The micro pumping and capillary action are extremely interesting, but seeing
how it deforms in response to an electrical current is just eye-popping.
Naturally I want to see what happens if you send AC signals rather than static
DC...at the least I would expect something similar to the behavior of
ferrofluids on a speaker cone, eg
[https://vimeo.com/65815077](https://vimeo.com/65815077) or even suspensions
of cornstarch:
[https://www.youtube.com/watch?v=dS9LNBQE2Jw](https://www.youtube.com/watch?v=dS9LNBQE2Jw)
which has a handy how-to at the end.

The supplementary material is available free even though the article is
paywalled and is a great read.
[http://onlinelibrary.wiley.com/doi/10.1002/adma.201405438/su...](http://onlinelibrary.wiley.com/doi/10.1002/adma.201405438/suppinfo)

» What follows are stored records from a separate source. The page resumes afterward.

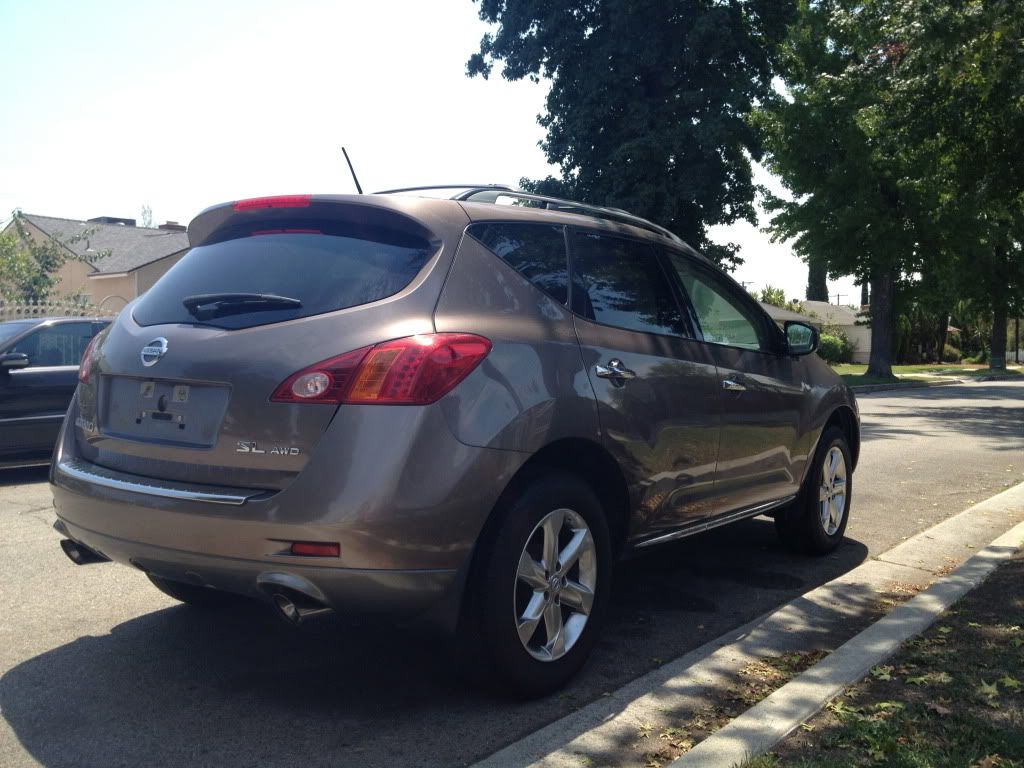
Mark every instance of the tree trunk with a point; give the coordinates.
(883, 324)
(943, 335)
(997, 352)
(817, 285)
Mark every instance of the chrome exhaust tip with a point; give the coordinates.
(80, 554)
(298, 610)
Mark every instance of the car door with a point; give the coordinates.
(34, 399)
(656, 387)
(760, 455)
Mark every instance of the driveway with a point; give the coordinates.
(98, 669)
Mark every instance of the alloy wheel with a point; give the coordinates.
(555, 583)
(832, 495)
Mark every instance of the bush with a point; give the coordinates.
(950, 353)
(834, 349)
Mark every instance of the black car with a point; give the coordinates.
(38, 374)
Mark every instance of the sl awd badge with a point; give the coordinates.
(251, 446)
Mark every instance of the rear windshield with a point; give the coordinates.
(320, 272)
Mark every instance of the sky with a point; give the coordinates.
(110, 105)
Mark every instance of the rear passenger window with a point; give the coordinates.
(620, 283)
(536, 251)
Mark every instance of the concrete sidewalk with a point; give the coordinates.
(605, 732)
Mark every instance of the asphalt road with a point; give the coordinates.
(98, 669)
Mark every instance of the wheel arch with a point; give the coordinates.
(844, 418)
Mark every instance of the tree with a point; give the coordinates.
(648, 101)
(856, 207)
(29, 266)
(773, 296)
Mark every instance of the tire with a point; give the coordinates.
(810, 525)
(505, 592)
(195, 595)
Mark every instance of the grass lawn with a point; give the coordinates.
(953, 696)
(854, 374)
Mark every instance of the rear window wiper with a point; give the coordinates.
(207, 305)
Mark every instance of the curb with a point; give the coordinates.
(771, 720)
(919, 384)
(600, 732)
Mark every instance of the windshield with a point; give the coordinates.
(280, 276)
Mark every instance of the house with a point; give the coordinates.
(820, 313)
(136, 256)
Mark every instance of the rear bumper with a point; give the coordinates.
(407, 526)
(426, 596)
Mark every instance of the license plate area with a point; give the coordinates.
(172, 413)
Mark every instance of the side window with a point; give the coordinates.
(55, 345)
(620, 283)
(723, 316)
(536, 251)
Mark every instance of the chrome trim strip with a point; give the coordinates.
(699, 527)
(110, 479)
(23, 419)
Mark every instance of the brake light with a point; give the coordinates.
(281, 201)
(414, 371)
(86, 363)
(314, 549)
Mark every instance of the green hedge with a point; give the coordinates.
(835, 349)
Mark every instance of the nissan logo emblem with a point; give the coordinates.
(153, 351)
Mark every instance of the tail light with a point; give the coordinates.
(414, 371)
(86, 364)
(281, 201)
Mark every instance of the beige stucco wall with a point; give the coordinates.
(73, 276)
(112, 293)
(146, 275)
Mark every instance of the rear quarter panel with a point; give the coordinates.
(532, 388)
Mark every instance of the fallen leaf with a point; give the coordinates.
(988, 690)
(1010, 683)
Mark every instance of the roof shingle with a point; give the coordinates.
(130, 247)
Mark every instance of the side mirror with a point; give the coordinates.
(801, 338)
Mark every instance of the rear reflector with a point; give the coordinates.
(315, 549)
(414, 371)
(282, 201)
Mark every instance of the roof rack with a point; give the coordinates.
(491, 193)
(443, 186)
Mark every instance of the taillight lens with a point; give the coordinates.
(281, 201)
(86, 364)
(414, 371)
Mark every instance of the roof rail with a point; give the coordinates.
(443, 186)
(491, 193)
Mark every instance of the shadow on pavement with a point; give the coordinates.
(181, 687)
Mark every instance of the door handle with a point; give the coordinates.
(614, 370)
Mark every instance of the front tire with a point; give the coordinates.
(540, 587)
(816, 521)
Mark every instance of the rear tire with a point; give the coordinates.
(196, 596)
(539, 589)
(816, 521)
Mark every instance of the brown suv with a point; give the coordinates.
(456, 411)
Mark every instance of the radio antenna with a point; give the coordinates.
(352, 170)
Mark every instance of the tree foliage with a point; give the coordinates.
(29, 265)
(648, 101)
(900, 139)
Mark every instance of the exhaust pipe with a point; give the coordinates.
(295, 599)
(80, 554)
(297, 611)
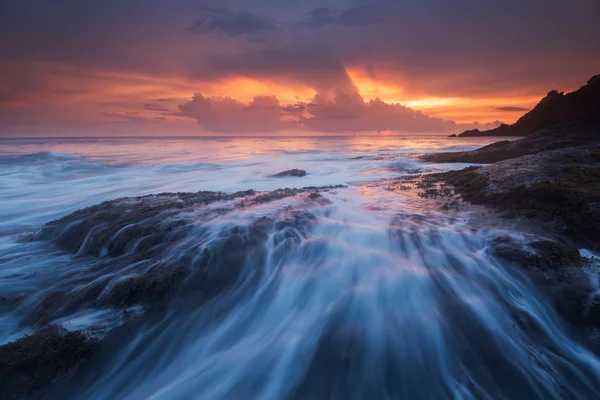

The alloy is described here:
[https://gmwgroup.harvard.edu/pubs/pdf/1014.pdf](https://gmwgroup.harvard.edu/pubs/pdf/1014.pdf)

According to the supplemeentary, the aluminum flake 'fuel' is not consumed but
breaks up into tiny fragments and eventually diffuses to the surface, causing
the reaction to tail off. This seems like fairly fundamental research.